Search code examples
pythongoogle-cloud-dataflowapache-beamparquet

How to tell which file a record came from when reading multiple parquet files with google cloud dataflow


I have a requirement to be able to trace lineage back to an individual parquet file, and to be able to perform bulk loads, say to replay a few years of parquet files if a defect was to be discovered in the dataflow.

After many attempts, the following works for the bulk loads, where options.input is a RuntimeValueProvider and SplitFn just yields str.split():

with beam.Pipeline(options=PipelineOptions(), argv=args) as p:
    mainPipe = p \
        | 'CSV of URIs' >> beam.Create([options.input]) \
        | 'Split URIs into records' >> beam.ParDo(SplitFn(',')) \
        | "Read Parquet" >> beam.io.parquetio.ReadAllFromParquet(columns=[k for k in fields.keys()]) 

Unfortunately beam.io.parquetio.ReadAllFromParquet won't say which file each record came from, nor will ReadFromParquet, parquetio's only other function.

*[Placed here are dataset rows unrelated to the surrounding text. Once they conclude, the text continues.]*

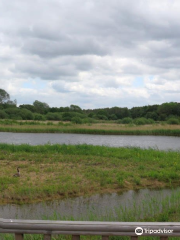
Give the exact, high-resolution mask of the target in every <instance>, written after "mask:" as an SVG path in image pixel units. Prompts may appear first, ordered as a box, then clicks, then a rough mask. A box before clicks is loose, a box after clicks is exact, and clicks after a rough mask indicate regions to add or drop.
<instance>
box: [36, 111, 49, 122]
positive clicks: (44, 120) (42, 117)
mask: <svg viewBox="0 0 180 240" xmlns="http://www.w3.org/2000/svg"><path fill="white" fill-rule="evenodd" d="M34 120H38V121H45V120H46V118H45V116H44V115H42V114H40V113H35V114H34Z"/></svg>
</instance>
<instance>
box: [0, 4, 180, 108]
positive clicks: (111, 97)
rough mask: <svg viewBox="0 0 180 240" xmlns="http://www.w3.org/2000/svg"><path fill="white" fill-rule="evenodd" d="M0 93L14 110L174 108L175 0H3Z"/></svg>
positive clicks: (2, 12) (178, 35)
mask: <svg viewBox="0 0 180 240" xmlns="http://www.w3.org/2000/svg"><path fill="white" fill-rule="evenodd" d="M0 88H1V89H4V90H6V91H7V92H8V93H9V94H10V96H11V100H14V99H16V100H17V104H18V105H21V104H33V102H34V101H35V100H38V101H41V102H46V103H48V104H49V106H50V107H65V106H70V105H71V104H74V105H78V106H80V107H81V108H82V109H92V108H93V109H94V108H105V107H114V106H117V107H128V108H132V107H136V106H144V105H153V104H162V103H164V102H179V97H180V1H179V0H136V1H135V0H111V1H109V0H66V1H65V0H31V1H29V0H6V1H5V0H0Z"/></svg>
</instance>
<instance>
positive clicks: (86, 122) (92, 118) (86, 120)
mask: <svg viewBox="0 0 180 240" xmlns="http://www.w3.org/2000/svg"><path fill="white" fill-rule="evenodd" d="M82 123H95V119H93V118H84V119H83V120H82Z"/></svg>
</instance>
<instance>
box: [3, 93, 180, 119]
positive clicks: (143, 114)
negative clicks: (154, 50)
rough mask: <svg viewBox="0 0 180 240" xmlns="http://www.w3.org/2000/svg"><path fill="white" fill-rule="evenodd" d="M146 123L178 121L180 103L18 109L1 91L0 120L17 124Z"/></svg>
mask: <svg viewBox="0 0 180 240" xmlns="http://www.w3.org/2000/svg"><path fill="white" fill-rule="evenodd" d="M140 118H141V119H149V121H150V120H151V121H167V120H168V119H170V118H174V119H177V121H179V119H180V103H177V102H169V103H163V104H161V105H158V104H156V105H148V106H142V107H133V108H131V109H128V108H127V107H112V108H100V109H81V108H80V107H79V106H77V105H73V104H72V105H70V106H67V107H50V106H49V105H48V104H47V103H45V102H41V101H38V100H35V101H34V102H33V104H22V105H19V106H17V101H16V100H14V101H12V100H10V95H9V94H8V93H7V92H6V91H5V90H3V89H0V119H16V120H42V121H43V120H55V121H74V122H76V123H81V122H93V121H94V120H114V121H115V120H117V121H119V122H122V123H131V122H132V120H135V119H136V120H137V119H140Z"/></svg>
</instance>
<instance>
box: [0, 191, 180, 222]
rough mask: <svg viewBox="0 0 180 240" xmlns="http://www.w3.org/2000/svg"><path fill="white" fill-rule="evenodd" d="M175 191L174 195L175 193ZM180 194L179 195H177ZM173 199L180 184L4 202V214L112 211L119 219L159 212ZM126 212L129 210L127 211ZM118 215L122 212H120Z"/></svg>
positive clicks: (141, 216) (48, 215) (49, 216)
mask: <svg viewBox="0 0 180 240" xmlns="http://www.w3.org/2000/svg"><path fill="white" fill-rule="evenodd" d="M173 195H174V198H172V196H173ZM175 196H176V197H175ZM173 199H180V188H177V189H175V190H172V189H162V190H150V189H142V190H138V191H133V190H129V191H127V192H124V193H122V194H117V193H111V194H96V195H94V196H91V197H76V198H73V199H65V200H58V201H52V202H42V203H34V204H24V205H13V204H7V205H1V206H0V215H1V216H0V217H1V218H12V219H15V218H19V219H45V218H46V219H49V218H51V217H53V216H54V215H56V216H57V218H58V219H62V220H63V219H64V220H66V219H68V220H69V219H75V220H93V219H92V216H93V217H95V218H96V219H97V218H98V220H101V219H102V220H103V219H104V220H107V219H105V218H106V217H107V216H108V215H109V216H111V218H112V216H113V218H115V219H117V220H125V219H124V216H123V215H126V216H127V214H128V212H127V209H128V211H129V212H131V211H132V210H133V209H134V210H136V211H137V212H136V214H139V215H140V216H141V217H143V216H149V214H152V213H153V212H154V213H158V212H160V211H161V209H162V202H163V201H164V202H165V208H167V207H168V205H170V204H172V203H173ZM123 212H125V214H123ZM117 215H118V216H117Z"/></svg>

Short of leaving Google Cloud Dataflow or teaching the team Java, what can I do load many parquet files at once into BigQuery and know which file each record came from?


Solution

  • Given current API I don't see pre-made solution for this. Although you can solve problem by either:

    • Extending/modifying ReadAllFromParquet to append file name to output.
    • Use BQ tools for import from parquet. I'm not sure they have exactly same scenario though.